The audience cheered and yelled like they were at a football game.

I haven’t seen many things that disgusted me more than this performance sermon and its clearly heretical mis-use of Holy Scripture to support a war.

I knew, even then, that the whole Iraq invasion was a sham. This was an unnecessary war that we were going into for reasons that had nothing to do with what we were being told. I have never understood why anyone would have had trouble seeing through the excuses for this war.

I also saw that if America’s Christian community did not stop using Christ to justify war, it would eventually destroy itself. People will follow the theological heresy of militarism so long as if feels good. But, as Europe has shown us, bombed out buildings and gas ovens do tend to dim the luster of it.

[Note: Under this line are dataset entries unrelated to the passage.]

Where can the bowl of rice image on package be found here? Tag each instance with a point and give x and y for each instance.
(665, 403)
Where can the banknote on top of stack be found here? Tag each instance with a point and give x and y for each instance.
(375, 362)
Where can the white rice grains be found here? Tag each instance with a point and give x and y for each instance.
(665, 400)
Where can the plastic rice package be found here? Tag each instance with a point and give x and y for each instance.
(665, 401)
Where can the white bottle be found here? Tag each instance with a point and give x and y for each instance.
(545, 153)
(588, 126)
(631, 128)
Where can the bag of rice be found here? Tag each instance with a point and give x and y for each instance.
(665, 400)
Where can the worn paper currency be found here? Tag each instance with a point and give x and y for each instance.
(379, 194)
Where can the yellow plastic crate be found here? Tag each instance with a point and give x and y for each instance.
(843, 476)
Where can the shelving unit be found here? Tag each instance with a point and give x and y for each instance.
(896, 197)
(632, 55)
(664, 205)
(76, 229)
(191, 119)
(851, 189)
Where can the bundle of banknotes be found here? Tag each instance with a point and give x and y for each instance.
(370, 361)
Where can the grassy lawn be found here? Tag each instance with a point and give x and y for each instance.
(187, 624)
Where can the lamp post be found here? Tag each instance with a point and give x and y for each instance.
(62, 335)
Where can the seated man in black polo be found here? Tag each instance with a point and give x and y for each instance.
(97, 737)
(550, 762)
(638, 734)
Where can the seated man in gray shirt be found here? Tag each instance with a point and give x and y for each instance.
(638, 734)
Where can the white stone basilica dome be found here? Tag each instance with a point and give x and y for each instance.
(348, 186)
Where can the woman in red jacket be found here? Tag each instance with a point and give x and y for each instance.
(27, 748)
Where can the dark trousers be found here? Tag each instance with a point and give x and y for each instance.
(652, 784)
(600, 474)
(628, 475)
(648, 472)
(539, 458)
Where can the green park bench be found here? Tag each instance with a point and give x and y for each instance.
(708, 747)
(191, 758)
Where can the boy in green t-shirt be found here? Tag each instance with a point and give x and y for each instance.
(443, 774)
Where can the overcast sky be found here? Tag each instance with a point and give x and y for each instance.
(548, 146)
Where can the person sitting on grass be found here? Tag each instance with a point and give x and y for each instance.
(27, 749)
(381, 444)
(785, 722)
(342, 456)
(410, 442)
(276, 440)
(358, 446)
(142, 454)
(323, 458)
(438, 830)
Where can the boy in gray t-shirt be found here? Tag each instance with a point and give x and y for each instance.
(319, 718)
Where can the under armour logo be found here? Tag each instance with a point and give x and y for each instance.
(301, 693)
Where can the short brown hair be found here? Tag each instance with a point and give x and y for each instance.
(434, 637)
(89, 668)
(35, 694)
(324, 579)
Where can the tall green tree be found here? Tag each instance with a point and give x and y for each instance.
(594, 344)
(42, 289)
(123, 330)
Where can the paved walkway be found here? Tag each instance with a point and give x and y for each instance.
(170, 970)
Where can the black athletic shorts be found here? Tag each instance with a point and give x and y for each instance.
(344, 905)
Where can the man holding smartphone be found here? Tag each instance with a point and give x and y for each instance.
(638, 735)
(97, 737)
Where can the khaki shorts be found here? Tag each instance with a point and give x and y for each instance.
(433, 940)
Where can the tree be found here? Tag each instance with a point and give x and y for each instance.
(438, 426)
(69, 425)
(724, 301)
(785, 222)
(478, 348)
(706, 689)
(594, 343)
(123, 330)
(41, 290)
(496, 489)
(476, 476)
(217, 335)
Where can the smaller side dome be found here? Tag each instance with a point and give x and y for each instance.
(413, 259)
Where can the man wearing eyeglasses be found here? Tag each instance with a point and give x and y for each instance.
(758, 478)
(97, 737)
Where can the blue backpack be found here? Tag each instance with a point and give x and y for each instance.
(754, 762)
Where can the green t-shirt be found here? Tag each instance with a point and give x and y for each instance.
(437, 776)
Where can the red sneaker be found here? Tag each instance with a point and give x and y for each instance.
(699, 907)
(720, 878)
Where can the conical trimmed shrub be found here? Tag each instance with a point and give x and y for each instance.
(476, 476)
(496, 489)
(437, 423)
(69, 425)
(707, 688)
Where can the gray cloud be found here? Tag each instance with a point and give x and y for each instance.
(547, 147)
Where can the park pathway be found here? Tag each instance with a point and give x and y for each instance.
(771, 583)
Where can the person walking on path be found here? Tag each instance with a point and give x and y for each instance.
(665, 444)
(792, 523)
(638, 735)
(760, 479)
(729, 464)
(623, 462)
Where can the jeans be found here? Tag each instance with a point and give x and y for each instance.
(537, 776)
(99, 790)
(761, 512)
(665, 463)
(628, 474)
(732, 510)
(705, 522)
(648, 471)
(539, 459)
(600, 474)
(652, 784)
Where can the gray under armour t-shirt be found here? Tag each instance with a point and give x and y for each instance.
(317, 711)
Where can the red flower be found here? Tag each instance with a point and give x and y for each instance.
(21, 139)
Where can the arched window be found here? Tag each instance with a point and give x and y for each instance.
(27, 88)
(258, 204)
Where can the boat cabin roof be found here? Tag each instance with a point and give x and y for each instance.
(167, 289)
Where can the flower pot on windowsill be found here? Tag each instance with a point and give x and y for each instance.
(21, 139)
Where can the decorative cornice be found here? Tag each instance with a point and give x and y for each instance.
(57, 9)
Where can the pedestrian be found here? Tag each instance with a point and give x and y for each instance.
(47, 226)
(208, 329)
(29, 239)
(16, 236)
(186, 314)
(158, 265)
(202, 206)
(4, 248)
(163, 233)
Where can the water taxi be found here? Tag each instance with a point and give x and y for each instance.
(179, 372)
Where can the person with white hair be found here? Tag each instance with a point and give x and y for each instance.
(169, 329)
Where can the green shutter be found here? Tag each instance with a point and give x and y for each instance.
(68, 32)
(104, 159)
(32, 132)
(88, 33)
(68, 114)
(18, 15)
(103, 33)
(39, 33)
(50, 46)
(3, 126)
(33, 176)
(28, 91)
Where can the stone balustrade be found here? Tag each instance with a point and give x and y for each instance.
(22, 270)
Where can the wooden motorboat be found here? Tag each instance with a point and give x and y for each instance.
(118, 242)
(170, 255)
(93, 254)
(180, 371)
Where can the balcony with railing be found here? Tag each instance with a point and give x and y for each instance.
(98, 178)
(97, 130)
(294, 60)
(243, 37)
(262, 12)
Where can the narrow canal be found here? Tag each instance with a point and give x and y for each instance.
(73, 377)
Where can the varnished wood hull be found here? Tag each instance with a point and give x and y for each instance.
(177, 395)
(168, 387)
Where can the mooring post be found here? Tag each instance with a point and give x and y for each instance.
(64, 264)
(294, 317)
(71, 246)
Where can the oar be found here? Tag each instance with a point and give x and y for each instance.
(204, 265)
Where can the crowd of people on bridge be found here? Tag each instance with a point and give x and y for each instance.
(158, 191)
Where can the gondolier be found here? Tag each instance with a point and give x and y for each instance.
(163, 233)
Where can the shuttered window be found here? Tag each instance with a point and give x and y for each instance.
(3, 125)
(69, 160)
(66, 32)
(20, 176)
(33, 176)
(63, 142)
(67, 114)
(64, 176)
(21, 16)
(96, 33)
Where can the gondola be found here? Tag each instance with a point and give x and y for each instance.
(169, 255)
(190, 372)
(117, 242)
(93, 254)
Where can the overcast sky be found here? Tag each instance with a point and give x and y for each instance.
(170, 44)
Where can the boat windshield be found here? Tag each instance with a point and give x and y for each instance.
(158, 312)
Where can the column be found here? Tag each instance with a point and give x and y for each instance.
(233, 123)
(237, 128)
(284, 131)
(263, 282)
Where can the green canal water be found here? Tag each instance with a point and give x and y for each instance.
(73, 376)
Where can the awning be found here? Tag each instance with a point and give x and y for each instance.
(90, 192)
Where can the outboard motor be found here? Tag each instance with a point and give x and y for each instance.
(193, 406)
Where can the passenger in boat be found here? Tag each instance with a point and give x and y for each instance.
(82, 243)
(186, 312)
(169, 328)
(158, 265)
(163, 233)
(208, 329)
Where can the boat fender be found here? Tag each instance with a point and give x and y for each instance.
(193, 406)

War is an almost preposterous evil. The Civil War general, William Tecumseh Sherman, the same General Sherman who burned Atlanta and waged war on the civilian population in his infamous march to the sea, said that war is hell.

He was right.

A friend of my husband’s went to view the federal building after the bombing here in Oklahoma City. “That is nothing,” she said as she gazed at the ruins. “Nothing.”

She had lived through war waged on a large scale. She had, in her youth, seen whole cities razed to bombed out hulks, human beings burnt to ash as they hid in their bomb shelters.

We are so soft when horror comes to us. We can not bear our losses, cannot abide our pain. But we treat war itself, which is savagery writ unimaginable, as if it was a computer game. Maybe we do that because we can switch our wars off in the same way that we switch off computer games.

There is very little reportage of what is happening on the perpetual warfront that America has embarked on. We bomb and slay without the rest of us here at home knowing about it. Our best hint of what is happening is when we see our own soldiers, returning to us with shattered bodies and — often — shattered minds.

Something ugly is out there on the other side of the endless rambles of the talking heads debating their endless gaffe reporting about what some politician said to a friend in an elevator or mumbled under his or her breath when he or she thought the mike was off. Something really ugly is out there, but we can’t see it, don’t know about it.

Our only real intimation is that we hear constantly about our national debt. We are told that the cause of this debt is us. It’s Social Security and Medicare. It’s the public schools. The whole debt and economic malaise of this country is the fault of those who pay the bills: The American people. No one mentions, no one even whispers, that we are funding a war colossus that asks for more, more, more ever single year and has been doing so since World War II.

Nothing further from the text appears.